Витек озарился светлой улыбкой идиота, которому пообещали купить мороженое.

– Нет, не так! Ты не так должен улыбаться.

– А как?

– Как? – я задумался. – Как…

В этой улыбке должны воссоединиться горечь бытия, мед воспоминаний, дерзость сердца и усталость души… Как? Я улыбнулся так, как мы улыбаемся, если на улице вдруг встречаем женщину, в которую когда-то были безумно влюблены, а теперь увидели ее расплывшейся, увядающей домохозяйкой с набитыми сумками в руках и гирляндой из рулонов туалетной бумаги через плечо.

– Понял?

– Вроде понял, – кивнул Витек. После нескольких попыток у него получилось нечто подходящее. И тогда я приказал ему одеться.

– В это? – обиделся он. – Я не шаромыжник…

– Да, в это! Одевайся!

– Иди ты знаешь куда!

– Мы же с тобой договорились! Ты выполняешь все, что я тебе говорю!

– Надо мной же смеяться будут, – захныкал Витек.

– Это мы над ними смеяться будем, когда ты премию Бейкера получишь.

– Какую еще премию?

– Как-нибудь расскажу. Одевайся!

Он напялил на себя разложенную на полу одежду – и эффект превзошел самые смелые ожидания: передо мной стояла живая загадка русского национального характера и, тихо матерясь, разминала тесноватые сапожки.

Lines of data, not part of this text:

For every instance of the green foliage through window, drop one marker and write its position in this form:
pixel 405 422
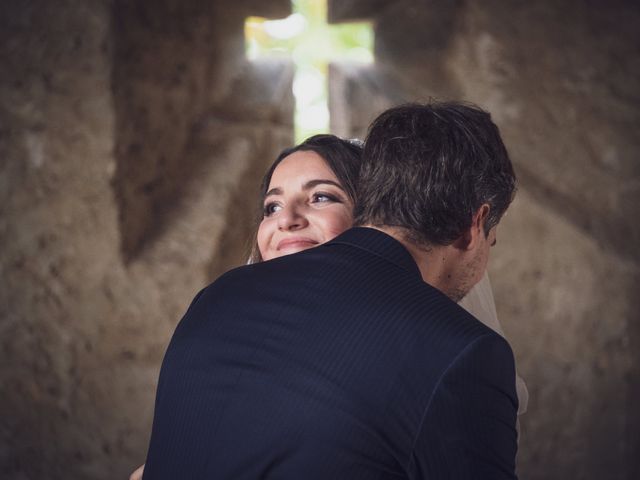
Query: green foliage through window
pixel 311 43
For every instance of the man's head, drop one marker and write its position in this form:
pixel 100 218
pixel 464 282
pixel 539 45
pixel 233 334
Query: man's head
pixel 439 173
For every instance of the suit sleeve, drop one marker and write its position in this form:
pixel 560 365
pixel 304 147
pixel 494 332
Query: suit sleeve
pixel 469 427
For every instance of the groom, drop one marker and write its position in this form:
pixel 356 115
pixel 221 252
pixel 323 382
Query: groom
pixel 344 361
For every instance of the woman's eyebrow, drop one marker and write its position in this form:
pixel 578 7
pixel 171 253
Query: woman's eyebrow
pixel 273 191
pixel 312 183
pixel 307 186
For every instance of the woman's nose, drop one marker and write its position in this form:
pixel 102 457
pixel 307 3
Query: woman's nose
pixel 291 218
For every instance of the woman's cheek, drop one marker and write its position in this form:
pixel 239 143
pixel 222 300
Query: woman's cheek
pixel 338 224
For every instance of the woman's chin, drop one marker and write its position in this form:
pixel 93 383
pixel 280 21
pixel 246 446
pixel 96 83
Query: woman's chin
pixel 300 247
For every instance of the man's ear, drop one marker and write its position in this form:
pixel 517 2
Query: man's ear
pixel 475 233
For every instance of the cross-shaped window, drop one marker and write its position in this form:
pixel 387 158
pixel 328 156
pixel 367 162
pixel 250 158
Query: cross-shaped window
pixel 311 43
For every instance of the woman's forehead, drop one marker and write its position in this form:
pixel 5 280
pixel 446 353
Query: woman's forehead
pixel 300 167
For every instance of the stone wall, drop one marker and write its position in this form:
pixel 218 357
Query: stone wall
pixel 132 138
pixel 561 80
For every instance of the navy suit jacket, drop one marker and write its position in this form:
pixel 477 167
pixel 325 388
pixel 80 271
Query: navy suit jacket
pixel 338 362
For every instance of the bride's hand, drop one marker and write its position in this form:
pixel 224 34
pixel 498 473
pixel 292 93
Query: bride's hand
pixel 137 475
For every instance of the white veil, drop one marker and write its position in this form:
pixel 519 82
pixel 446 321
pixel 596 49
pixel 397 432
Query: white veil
pixel 479 302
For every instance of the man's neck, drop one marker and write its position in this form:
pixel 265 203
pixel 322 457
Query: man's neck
pixel 433 262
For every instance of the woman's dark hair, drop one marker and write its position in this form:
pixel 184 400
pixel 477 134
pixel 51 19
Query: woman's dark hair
pixel 342 157
pixel 428 168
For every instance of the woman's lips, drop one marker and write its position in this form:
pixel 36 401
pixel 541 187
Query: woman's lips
pixel 296 242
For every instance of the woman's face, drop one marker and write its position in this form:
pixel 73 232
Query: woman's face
pixel 304 206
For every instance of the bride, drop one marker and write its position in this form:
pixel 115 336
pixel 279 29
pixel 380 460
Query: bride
pixel 307 198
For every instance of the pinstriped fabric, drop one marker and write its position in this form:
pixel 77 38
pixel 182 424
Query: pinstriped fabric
pixel 334 363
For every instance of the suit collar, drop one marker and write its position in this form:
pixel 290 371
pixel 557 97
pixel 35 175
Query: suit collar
pixel 380 244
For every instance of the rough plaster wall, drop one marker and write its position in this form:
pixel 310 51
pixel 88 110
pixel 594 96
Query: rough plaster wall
pixel 561 80
pixel 96 269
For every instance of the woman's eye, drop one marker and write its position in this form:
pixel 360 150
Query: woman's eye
pixel 271 208
pixel 324 197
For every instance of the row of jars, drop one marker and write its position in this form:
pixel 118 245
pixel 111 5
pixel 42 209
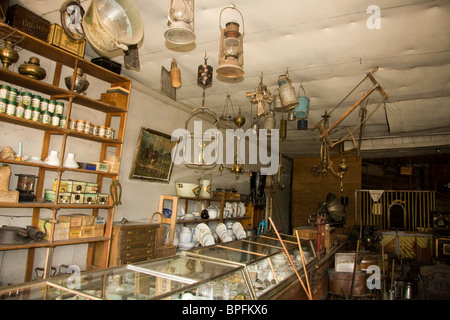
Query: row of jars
pixel 90 128
pixel 31 107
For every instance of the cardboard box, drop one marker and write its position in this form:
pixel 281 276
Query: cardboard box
pixel 74 220
pixel 99 230
pixel 90 198
pixel 60 232
pixel 76 198
pixel 9 196
pixel 103 198
pixel 64 185
pixel 87 231
pixel 79 187
pixel 74 232
pixel 87 220
pixel 63 198
pixel 91 187
pixel 115 98
pixel 28 22
pixel 58 38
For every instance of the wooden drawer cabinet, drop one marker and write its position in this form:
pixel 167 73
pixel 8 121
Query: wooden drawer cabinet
pixel 132 242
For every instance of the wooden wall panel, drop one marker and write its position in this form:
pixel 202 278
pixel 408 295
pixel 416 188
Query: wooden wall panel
pixel 309 191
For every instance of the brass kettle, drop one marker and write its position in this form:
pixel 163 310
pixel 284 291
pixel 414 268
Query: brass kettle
pixel 32 69
pixel 8 55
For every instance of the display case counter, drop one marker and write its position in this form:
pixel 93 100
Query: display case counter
pixel 247 269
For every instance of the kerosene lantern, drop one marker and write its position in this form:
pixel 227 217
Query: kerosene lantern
pixel 25 186
pixel 181 22
pixel 231 53
pixel 288 96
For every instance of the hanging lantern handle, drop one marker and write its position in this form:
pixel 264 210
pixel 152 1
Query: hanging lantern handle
pixel 233 7
pixel 301 86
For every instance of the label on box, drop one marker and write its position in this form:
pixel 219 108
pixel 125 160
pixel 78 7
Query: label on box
pixel 74 220
pixel 78 186
pixel 102 198
pixel 74 232
pixel 90 198
pixel 76 198
pixel 87 231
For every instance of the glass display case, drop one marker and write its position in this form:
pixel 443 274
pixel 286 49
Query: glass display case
pixel 238 270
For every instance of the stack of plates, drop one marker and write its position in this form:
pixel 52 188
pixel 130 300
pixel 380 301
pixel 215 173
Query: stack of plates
pixel 221 231
pixel 204 235
pixel 238 230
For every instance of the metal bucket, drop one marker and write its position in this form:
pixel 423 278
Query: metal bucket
pixel 113 24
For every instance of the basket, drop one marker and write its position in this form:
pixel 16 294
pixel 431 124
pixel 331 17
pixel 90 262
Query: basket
pixel 161 231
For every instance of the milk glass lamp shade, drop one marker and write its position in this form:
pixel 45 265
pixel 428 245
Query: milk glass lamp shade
pixel 181 22
pixel 231 53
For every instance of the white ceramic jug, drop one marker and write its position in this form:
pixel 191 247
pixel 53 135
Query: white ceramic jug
pixel 205 188
pixel 185 235
pixel 213 212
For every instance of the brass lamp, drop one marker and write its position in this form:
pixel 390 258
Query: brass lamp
pixel 181 22
pixel 231 53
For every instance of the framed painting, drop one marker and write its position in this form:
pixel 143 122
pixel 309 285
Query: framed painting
pixel 152 158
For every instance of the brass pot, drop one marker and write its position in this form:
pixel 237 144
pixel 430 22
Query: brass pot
pixel 32 69
pixel 8 54
pixel 81 83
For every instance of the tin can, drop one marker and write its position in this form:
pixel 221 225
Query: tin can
pixel 11 107
pixel 108 132
pixel 62 121
pixel 73 124
pixel 12 94
pixel 95 130
pixel 44 104
pixel 101 131
pixel 4 91
pixel 59 107
pixel 3 104
pixel 36 114
pixel 55 120
pixel 46 117
pixel 26 98
pixel 27 114
pixel 20 110
pixel 36 101
pixel 51 106
pixel 87 127
pixel 19 98
pixel 80 126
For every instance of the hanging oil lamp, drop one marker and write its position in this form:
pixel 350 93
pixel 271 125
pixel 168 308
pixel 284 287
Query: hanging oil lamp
pixel 8 55
pixel 288 97
pixel 231 53
pixel 180 22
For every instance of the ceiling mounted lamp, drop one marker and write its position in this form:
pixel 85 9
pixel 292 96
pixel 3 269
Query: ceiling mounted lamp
pixel 261 95
pixel 181 22
pixel 287 93
pixel 204 79
pixel 231 53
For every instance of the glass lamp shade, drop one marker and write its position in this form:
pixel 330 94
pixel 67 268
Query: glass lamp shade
pixel 231 52
pixel 181 22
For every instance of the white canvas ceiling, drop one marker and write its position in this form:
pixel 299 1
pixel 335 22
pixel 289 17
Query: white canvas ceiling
pixel 328 46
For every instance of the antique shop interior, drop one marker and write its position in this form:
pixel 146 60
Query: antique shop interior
pixel 214 150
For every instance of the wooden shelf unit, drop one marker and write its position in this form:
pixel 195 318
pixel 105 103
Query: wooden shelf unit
pixel 222 199
pixel 74 100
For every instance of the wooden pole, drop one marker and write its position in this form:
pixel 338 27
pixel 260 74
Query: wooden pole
pixel 290 260
pixel 303 262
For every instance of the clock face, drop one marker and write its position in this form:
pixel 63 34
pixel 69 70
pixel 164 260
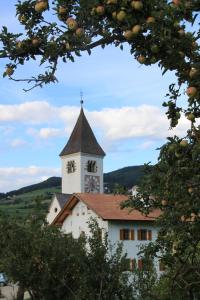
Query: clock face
pixel 92 184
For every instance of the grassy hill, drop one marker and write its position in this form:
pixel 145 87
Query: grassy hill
pixel 20 203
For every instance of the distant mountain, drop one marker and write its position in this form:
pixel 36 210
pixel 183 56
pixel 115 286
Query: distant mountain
pixel 49 183
pixel 126 177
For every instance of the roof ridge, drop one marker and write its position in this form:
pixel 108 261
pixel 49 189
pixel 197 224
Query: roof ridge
pixel 82 139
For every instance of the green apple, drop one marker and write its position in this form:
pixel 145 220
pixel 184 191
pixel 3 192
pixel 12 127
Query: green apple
pixel 121 16
pixel 41 6
pixel 191 91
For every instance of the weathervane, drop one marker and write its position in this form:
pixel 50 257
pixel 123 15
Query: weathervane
pixel 81 94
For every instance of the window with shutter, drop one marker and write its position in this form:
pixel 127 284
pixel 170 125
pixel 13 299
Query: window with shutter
pixel 132 234
pixel 140 264
pixel 139 235
pixel 132 264
pixel 121 234
pixel 149 235
pixel 144 234
pixel 161 266
pixel 126 234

– Разносятся, – успокоил я.

Обойдя Витька со всех сторон и поправив на лбу алую ленточку с надписью «Wimbledon», я отошел на несколько шагов и еще раз осмотрел моего питомца, щурясь и складывая губы гузочкой, как это делают на вернисажах некоторые посетители, подчеркивая таким образом свою причастность к миру искусства.

– Вращай кубик! Энергичнее! Ментально…

– Чего? – переспросил Витек.

– То, что надо, – объяснил я.

– Ты надо мной насмехаешься, что ли?

– Отнюдь…

– Насмехаешься, – помрачнел Витек. – Знаешь, я не хочу быть писателем. Я лучше назад… Бригадир – мужик отходчивый – возьмет. И Надюха тоже вроде не злопамятная…

– Не вари козленка в молоке матери его! – строго сказал я.

Еще вчера утром я бы с восторгом воспринял этот Витькин отказ. Но сегодня нет! Я уже вступил на тропу войны с идиотизмом жизни и смывать боевую раскраску не намерен. Я успокоюсь, только заполучив в руки кровоточащий скальп этой подлой людской несправедливости! Я успокоюсь только тогда, когда вся эта литературная сволочь будет лебезить и заискивать перед простодушным чальщиком, которого я снарядил в гении!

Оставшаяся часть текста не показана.